Рокамболь в свою очередь, видя бледность сэра Вильямса, невольно вскрикнул:
— Боже, дядя, что с вами? Что случилось?
— То, что мы разбиты… — — Разбиты?..
— Женщиной, — добавил сэр Вильямс с горькой иронией.
— В самом деле, — пробормотал Рокамболь, побледнев от ужаса при одной только мысли о том поражении, которое потерпел сэр Вильямс, в гений которого он так глубоко верил.
Несколько минут продолжалось глубокое молчание.
— Да, — вздохнул через несколько минут сэр Вильямс, догадываясь о том, что происходило в душе его ученика, — мы побиты женщиной, но еще ничего не потеряно, и я, клянусь адом, выиграю это дело.
Тогда он рассказал в нескольких словах все, что произошло.
Рокамболь выслушал его до конца и ни разу не перебил.
— Действительно, — заметил он, когда сэр Вильямс остановился и успокоился, — Баккара вполне дельная баба, от которой нам необходимо отделаться как можно скорее.
— Это и мое мнение, и вслед за ней нужно отправить туда же Армана де Кергаца.
— Гм, — пробормотал Рокамболь, — я начинаю предполагать, дядя, что вы страдаете мономанией мести.
— Что?
— Я говорю, что вы страдаете мономанией, — повторил еще раз сухо Рокамболь.
Сэр Вильямс вздрогнул, взглянул на Рокамболя и замолчал.
— Вы даже забываете из-за мести действительность… нам, бедным смертным, право, не следует думать так много о мести, когда гораздо выгоднее заниматься денежными делами.
— Что ты этим хочешь сказать?
— То, что вы жалеете больше о том, что нам не удалось уничтожить Роше и Роллана, чем о потере двух миллионов.
— Это правда, — пробормотал сэр Вильямс, — но я их так ненавижу!
— Все это так, — продолжал, нисколько не смущаясь, Рокамболь, — но ведь нельзя же нам из-за всякой дряни бросать серьезные дела… положим, что вы можете иметь право мстить Арману де Кергацу, который отнял у вас двенадцать миллионов франков, но с какой же стати нам забывать теперь наши интересы ради каких-нибудь Фернанов, Ролланов и тому подобных личностей, которыми мы могли бы заняться в свободное время.
И, сказав это, Рокамболь посмотрел самым вызывающим взглядом на своего начальника.
— Что же, наконец, нужно, по-твоему, делать? — спросил его сэр Вильямс.
— Черт побери, да думать о пяти миллионах прелестной Дай Натха.
Эти слова окончательно возбудили деятельность сэра Вильямса.
— Это верно, — сказал он.
— Нам нужно торопиться, дядя.
— Сколько дней тому назад Дай Натха приняла ад?
— Завтра будет четыре дня.
Сэр Вильямс подскочил на своем месте.
— Черт побери! — вскрикнул он. — Ты .вполне прав, племянник, что я все позабыл из-за этой ревности, и если только маркиза не умрет в течение этих трех дней, то тогда миллионы Дай Натха отправятся вслед за этими векселями.
— Итак, дядя, — заметил Рокамболь, — оставим на время Баккара в покое.
— Да, это нужно так сделать.
— Кстати, узнала она вас?
— Нет.
— А как вы думаете, подозревает она вас?
— А, ну это совсем другое дело, я ничего не могу сказать ни за, ни против — эта женщина держит себя очень таинственно.
— Эта таинственность будет скоро разоблачена.
— Кем?
— Шерубеном.
— Ты думаешь?
— Положительно… он был у нее уже два раза, и всегда по вечерам.
— Боже! — воскликнул сэр Вильямс. — В таком случае это ясно, что мы разгаданы.
— Почему так?
— Да потому что Баккара, может быть, уже напала на следы дела Ван-Гоп.
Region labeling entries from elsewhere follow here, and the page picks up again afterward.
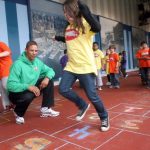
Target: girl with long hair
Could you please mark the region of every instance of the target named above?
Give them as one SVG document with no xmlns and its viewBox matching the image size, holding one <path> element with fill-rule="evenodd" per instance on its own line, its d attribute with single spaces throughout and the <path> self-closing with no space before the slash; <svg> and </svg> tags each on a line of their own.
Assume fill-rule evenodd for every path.
<svg viewBox="0 0 150 150">
<path fill-rule="evenodd" d="M 96 91 L 97 69 L 92 50 L 92 37 L 96 32 L 100 32 L 100 24 L 92 16 L 89 8 L 79 0 L 66 0 L 64 2 L 64 15 L 69 22 L 65 31 L 68 63 L 64 68 L 59 92 L 78 107 L 79 112 L 76 120 L 82 120 L 90 104 L 71 89 L 75 81 L 79 79 L 88 99 L 100 117 L 101 131 L 107 131 L 109 130 L 109 118 Z"/>
</svg>

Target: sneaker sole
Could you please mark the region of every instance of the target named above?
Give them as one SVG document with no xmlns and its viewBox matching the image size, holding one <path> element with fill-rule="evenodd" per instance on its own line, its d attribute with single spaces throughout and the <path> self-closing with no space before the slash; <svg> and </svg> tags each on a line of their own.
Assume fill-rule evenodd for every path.
<svg viewBox="0 0 150 150">
<path fill-rule="evenodd" d="M 41 114 L 40 117 L 41 117 L 41 118 L 44 118 L 44 117 L 45 117 L 45 118 L 46 118 L 46 117 L 57 117 L 57 116 L 59 116 L 59 115 L 60 115 L 60 114 L 57 114 L 57 115 L 52 115 L 52 114 Z"/>
<path fill-rule="evenodd" d="M 17 122 L 17 121 L 16 121 L 16 124 L 21 125 L 21 124 L 24 124 L 24 122 Z"/>
<path fill-rule="evenodd" d="M 110 125 L 106 128 L 106 127 L 101 127 L 101 131 L 102 132 L 106 132 L 110 129 Z"/>
<path fill-rule="evenodd" d="M 76 117 L 76 121 L 81 121 L 84 118 L 84 116 L 89 108 L 90 108 L 90 104 L 88 104 L 88 107 L 86 108 L 85 112 L 83 113 L 83 115 L 81 117 L 79 117 L 79 118 L 78 118 L 78 116 Z"/>
</svg>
Неужели ты думаешь серьезно, что она может любить Шерубена?
— Черт побери! — проворчал Рокамболь. — Об этом нужно подумать.
Сэр Вильямс молчал и сидел задумавшись.
— Мое мнение, — проговорил он наконец, — что нам необходимо как можно скорее отделаться от Баккара, иначе мы погибли.
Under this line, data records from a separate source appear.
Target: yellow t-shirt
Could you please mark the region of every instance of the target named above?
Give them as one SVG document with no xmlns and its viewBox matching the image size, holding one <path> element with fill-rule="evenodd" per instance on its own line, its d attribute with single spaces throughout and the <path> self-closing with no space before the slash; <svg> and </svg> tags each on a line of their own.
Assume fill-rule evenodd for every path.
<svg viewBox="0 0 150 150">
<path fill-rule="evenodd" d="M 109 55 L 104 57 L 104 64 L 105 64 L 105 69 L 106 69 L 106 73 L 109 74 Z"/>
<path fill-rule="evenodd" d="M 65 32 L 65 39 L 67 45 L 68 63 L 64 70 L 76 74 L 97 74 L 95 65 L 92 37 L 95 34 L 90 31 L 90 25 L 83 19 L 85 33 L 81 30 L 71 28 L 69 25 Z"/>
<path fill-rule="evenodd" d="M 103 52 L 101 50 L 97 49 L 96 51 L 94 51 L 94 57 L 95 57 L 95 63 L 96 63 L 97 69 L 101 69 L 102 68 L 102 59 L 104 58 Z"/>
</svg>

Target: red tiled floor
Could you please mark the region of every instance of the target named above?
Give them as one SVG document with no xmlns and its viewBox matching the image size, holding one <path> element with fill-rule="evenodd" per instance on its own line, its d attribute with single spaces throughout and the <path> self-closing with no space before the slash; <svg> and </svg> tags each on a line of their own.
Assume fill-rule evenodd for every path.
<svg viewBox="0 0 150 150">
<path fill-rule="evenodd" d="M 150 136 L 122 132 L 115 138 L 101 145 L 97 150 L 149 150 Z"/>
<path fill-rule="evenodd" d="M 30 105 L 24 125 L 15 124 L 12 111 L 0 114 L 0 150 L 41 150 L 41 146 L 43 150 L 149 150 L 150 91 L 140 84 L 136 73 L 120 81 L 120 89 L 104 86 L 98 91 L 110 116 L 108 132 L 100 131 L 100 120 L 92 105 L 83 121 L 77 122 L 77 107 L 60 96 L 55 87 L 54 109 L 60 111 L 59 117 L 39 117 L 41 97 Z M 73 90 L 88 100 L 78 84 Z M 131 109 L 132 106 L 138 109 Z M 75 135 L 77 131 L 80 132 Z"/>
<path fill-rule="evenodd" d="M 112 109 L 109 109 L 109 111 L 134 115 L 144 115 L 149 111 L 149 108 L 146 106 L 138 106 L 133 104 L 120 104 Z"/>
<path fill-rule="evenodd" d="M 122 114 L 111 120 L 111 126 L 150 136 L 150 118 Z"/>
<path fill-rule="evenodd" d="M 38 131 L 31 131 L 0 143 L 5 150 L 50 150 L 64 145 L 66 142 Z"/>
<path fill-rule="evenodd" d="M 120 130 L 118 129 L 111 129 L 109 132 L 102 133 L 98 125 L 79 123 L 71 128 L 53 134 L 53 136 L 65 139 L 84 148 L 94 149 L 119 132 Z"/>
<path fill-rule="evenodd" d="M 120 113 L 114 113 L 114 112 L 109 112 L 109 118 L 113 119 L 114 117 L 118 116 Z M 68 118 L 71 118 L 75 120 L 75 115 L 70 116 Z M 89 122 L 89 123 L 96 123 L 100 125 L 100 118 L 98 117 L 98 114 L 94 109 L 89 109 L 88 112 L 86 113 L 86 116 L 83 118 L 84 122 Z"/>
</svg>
— Аминь! — произнес Рокамболь.
— Мой милый друг, — начал через несколько минут сэр Вильямс, — ты видишь, что я опять сделался, как ты говоришь, вполне положительным человеком.
— Вот как, — пробормотал Рокамболь насмешливым голосом.
— Ну-с, итак, я предполагаю, что нам необходимо поскорее отделаться от Баккара… теперь надо только придумать средство для этого.